Being dealt A is 4 of 52...7.6%; then J 4 of 52...7.6%. Being dealt AJ, I would assume, is then 7.6% x 7.6% = .058%.

Assuming the above calculation is correct, would AJ twice in a row to the same player be .058% x .058% = .00033%?

Thanks for the help.

Quote: Chicago

How does one calculate the odds of being dealt, in no-limit poker, two pocket hands in a row (discounting suits), and assuming 9 players?

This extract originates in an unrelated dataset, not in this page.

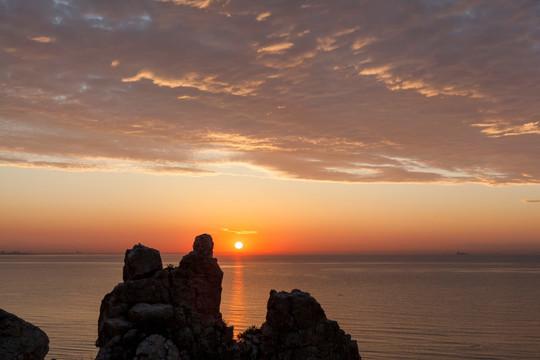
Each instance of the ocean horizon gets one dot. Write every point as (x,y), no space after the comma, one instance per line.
(395,306)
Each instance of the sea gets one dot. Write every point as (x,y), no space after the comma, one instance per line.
(396,307)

Example: getting AJ in one hand and then AJ in the very next hand.

Being dealt A is 4 of 52...7.6%; then J 4 of 52...7.6%. Being dealt AJ, I would assume, is then 7.6% x 7.6% = .058%.

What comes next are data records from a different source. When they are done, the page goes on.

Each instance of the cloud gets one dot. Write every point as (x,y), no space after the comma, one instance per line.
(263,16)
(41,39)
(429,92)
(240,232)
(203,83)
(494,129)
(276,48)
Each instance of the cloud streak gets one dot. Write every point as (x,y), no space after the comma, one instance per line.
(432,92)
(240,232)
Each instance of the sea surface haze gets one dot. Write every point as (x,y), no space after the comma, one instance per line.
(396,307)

Assuming the above calculation is correct, would AJ twice in a row to the same player be .058% x .058% = .00033%?

Thanks for the help.

If you get dealt the Ace, it's gone, so the Jack coming out is no longer based on 52 cards, but 51. Secondly, either the Ace or the Jack can be the first card you get, so given that independency, the first card being EITHER an Ace or a Jack is 8/52. Thus:

8/52 * 4/51 = x

0.01206636500754 = x

You want this to happen for two consecutive hands, so:

0.01206636500754 * 0.01206636500754 = x

0.00014559716449518578 = x

or:

1/.00014559716449518578 = 6,868.3 or 1:6,868.3

NOTE: The number of players only becomes relevant to the calculation if you actually know what the players have, lacking this, all calculations would be based upon a complete deck.

Quote: Chicago

How does one calculate the odds of being dealt, in no-limit poker, two pocket hands in a row (discounting suits), and assuming 9 players?

If all cards have no suit, then the answer is 48/51 * (2 * 4/52 * 4/51) + 3/51 * (4/52 * 3/51) = 1.16%.
The first term is for a non-pair hand, catching it again is 2 * 4/52 * 4/51. You get a non-pair hand with probability 48/51.
The second term is for a paired hand, catching it again is 4/52 * 3/51. You get a paired hand with probability 3/51.

I thought he was specifically asking about A-J?

EDIT: The Wiz also seems to indirectly agree with me:

https://wizardofodds.com/ask-the-wizard/texas-hold-em/probability/

Halfway down the page:

Quote:

The probability of receiving ace/king is (8/52)*(4/51) = 0.012066.

The probability of receiving A-J would be no different, thus my formula is correct.

I think the original question wasn't stated clear enough. Does he look for a repetion of any hand, or any specific hand ?

I agree with you. Hopefully he'll come back and let us know!